Diyarbakır’da çocuk hakları alanında çalışan; İHD Diyarbakır Şubesi Çocuk Hakları Komisyonu, Diyarbakır Barosu Çocuk Hakları Merkezi, Göç ve İnsani Yardım Vakfı, Çocuk Çalışmaları Derneği, Rengarenk Umutlar Derneği, Çocuklar İçin Adalet Derneği ve ÖHD Amed Şubesi, 4 Haziran Uluslararası Çatışma Kurbanı Çocuklar Günü vesilesiyle ortak açıklama yaptı.
İHD Diyarbakır Şubesinde gerçekleşen açıklamaya kurum temsilcileri katıldı. Açıklamayı kurumlar adına İHD Diyarbakır Şubesi Çocuk Hakları Komisyonu üyesi avukat Berfin Elçi okudu.

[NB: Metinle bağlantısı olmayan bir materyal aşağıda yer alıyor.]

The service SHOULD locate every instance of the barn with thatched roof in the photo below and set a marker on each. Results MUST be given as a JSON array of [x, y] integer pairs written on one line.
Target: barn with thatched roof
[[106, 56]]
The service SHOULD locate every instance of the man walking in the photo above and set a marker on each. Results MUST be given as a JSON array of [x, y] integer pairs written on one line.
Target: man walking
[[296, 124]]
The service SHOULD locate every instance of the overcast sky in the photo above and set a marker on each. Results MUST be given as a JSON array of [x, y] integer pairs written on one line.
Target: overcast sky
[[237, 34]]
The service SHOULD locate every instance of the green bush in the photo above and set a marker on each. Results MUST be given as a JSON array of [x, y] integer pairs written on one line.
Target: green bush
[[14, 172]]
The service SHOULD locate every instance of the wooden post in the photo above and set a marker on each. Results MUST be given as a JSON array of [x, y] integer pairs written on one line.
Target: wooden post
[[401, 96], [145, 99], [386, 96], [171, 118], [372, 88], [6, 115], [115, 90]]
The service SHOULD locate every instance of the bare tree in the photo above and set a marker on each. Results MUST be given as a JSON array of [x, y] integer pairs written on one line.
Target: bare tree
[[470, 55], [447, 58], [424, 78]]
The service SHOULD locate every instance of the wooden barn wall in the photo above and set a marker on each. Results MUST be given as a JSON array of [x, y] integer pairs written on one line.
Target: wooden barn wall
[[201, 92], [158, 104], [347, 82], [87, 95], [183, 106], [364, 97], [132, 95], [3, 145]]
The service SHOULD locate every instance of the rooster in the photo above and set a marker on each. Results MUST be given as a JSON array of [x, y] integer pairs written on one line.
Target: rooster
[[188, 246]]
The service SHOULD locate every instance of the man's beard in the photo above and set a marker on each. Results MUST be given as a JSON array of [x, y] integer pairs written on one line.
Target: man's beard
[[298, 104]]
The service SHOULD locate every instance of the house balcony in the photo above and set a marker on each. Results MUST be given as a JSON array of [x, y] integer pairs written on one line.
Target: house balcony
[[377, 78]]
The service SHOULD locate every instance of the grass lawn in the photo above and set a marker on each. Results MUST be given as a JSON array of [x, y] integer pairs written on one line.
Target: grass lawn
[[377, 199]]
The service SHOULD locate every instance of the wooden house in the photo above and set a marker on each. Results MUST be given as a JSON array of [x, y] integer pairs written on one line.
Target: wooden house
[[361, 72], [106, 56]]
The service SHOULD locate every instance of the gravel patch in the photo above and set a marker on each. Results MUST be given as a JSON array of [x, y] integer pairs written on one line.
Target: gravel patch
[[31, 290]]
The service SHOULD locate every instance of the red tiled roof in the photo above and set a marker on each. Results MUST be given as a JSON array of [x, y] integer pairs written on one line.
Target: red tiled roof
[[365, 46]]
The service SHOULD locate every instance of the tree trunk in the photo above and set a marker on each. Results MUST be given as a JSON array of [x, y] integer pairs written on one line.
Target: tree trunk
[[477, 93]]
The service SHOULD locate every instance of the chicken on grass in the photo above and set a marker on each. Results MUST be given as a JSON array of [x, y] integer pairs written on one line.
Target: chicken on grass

Elçi’nin okuduğu açıklama metni şu şekilde:
“4 Haziran günü, 1982 yılında Birleşmiş Milletler tarafından çocukların her türlü sömürüsüne dikkat çekerek engel olmak, çocuklara yönelik şiddetin önüne geçmek ve özelikle savaş bölgelerinde çocuk haklarına dair farkındalığı artırmak amacıyla “Uluslararası Çatışma Kurbanı Çocuklar Günü” olarak ilan edilmiştir. Yine 1989 yılında Birleşmiş Milletler Genel Kurulu tarafından; çocuğun üstün yararı, ayrım gözetmeme, çocuğun katılım hakkı ve yaşama hakkı olmak üzere dört temel ilke üzerine bina edilmiş olan Çocuk Hakları Sözleşmesi kabul edilmiştir. Devam eden süreçte ise anılan sözleşmelere birçok ülke taraf olmuş ve iç mevzuatlarını bu yönde revize etmiştir. Ancak gelinen aşamada görmekteyiz ki çocukların başta yaşama ve gelişme hakkı olmak üzere temel haklarının korunduğu, çocuğun yüksek yararının gözetildiği ve çocukların özgürce yaşayacakları barışçıl bir dünyanın çok uzağında bulunmaktayız. Bilakis; dünya üzerinde giderek artan savaş ve çatışma ortamı nedeniyle çocuk sömürüsünün arttığına ve çocuklar için giderek daha da karanlık bir geleceğin yaklaştığına üzülerek tanıklık etmekteyiz.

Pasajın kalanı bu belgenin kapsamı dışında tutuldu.